A conservação de um complexo que ocupa 200 hectares — os nazistas construíram três campos, apesar de o museu atual só incluir visitas ao I e ao II (Birkenau) — requer uma injeção financeira que recaiu essencialmente sobre a Polônia, forçada por razões geográficas, apesar de sua nula responsabilidade política no genocídio. Pouco receptiva aos pedidos do Governo polonês (“Cada nação tem o dever inalienável de proteger estes lugares”, dizia o ministro da Cultura e Patrimônio), a contribuição internacional até 2009 tinha representação irrisória — entre 1% e 3% de um orçamento anual de 8 milhões de euros (26 milhões de reais). Naquele ano, os responsáveis pelo museu, aberto em 1947 e com acesso gratuito (paga-se apenas pelo serviço de guia), lançaram um aviso claro: teriam de fechar Auschwitz em pouco tempo diante da falta de meios para preservar seus barracões, cercas, escritórios e demais restos materiais.
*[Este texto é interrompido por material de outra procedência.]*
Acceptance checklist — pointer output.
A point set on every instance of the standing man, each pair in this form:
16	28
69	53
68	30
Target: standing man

Até 2009, quase todos os custos do museu eram arcados pela Polônia

Empurrado pelo temor de que o desaparecimento das últimas testemunhas se traduzisse na morte da memória do que aconteceu, Wladyslaw Bartoszewski, prisioneiro 4.427 entre setembro de 1940 e abril de 1941 e responsável pelo Conselho Internacional de Auschwitz, promoveu então a formação de uma fundação internacional que deveria arrecadar 120 milhões de euros (391 milhões de reais) para constituir um capital (o chamado Fundo Perpétuo) que permitisse financiar com seus rendimentos anuais os trabalhos necessários de restauração e manutenção. Em suas intervenções, Bartoszewski expunha sua preocupação: “O momento em que não vão mais restar testemunhas se aproxima inexoravelmente. Entre nós permanece a convicção de que, quando as pessoas se forem, as pedras vão gritar. Está ligado à natureza humana, porque quando não resta vestígio tangível os acontecimentos do passado caem no esquecimento”.
Desde a criação da fundação, em janeiro de 2009, somaram-se a ela 31 países cujos aportes econômicos alcançaram 102 milhões de euros, o que não está longe da meta (120 milhões). Por razões óbvias, a Alemanha foi o Estado mais generoso e diligente ao receber a petição do então primeiro-ministro polonês, Donald Tusk: doou a metade do valor requerido (60 milhões de euros). Mais tarde se somariam numerosos países de distintos continentes, tamanhos e poderio econômico para respaldar a sobrevivência de Auschwitz. Também algumas cidades, como Paris (310.000 euros), e contribuintes particulares. A Espanha, apesar dos contatos mantidos com a fundação, permaneceu à margem. Quando uma delegação visitou Madri em setembro de 2010 para explicar o projeto, o Governo espanhol se mostrou receptivo e se comprometeu a tomar uma decisão até o fim daquele ano. “Desde então, não fizeram nenhum aporte financeiro”, assinala o relatório anual do organismo polonês. Fontes diplomáticas espanholas afirmam que a natureza da fundação dificulta o ajuste jurídico para fornecer-lhe ajuda econômica – e assinalam que as fórmulas alternativas oferecidas foram rejeitadas. A União Europeia superou seus obstáculos jurídicos contribuindo com 4 milhões de euros (13 milhões de reais) para os projetos de conservação que o Museu de Auschwitz executa por conta própria.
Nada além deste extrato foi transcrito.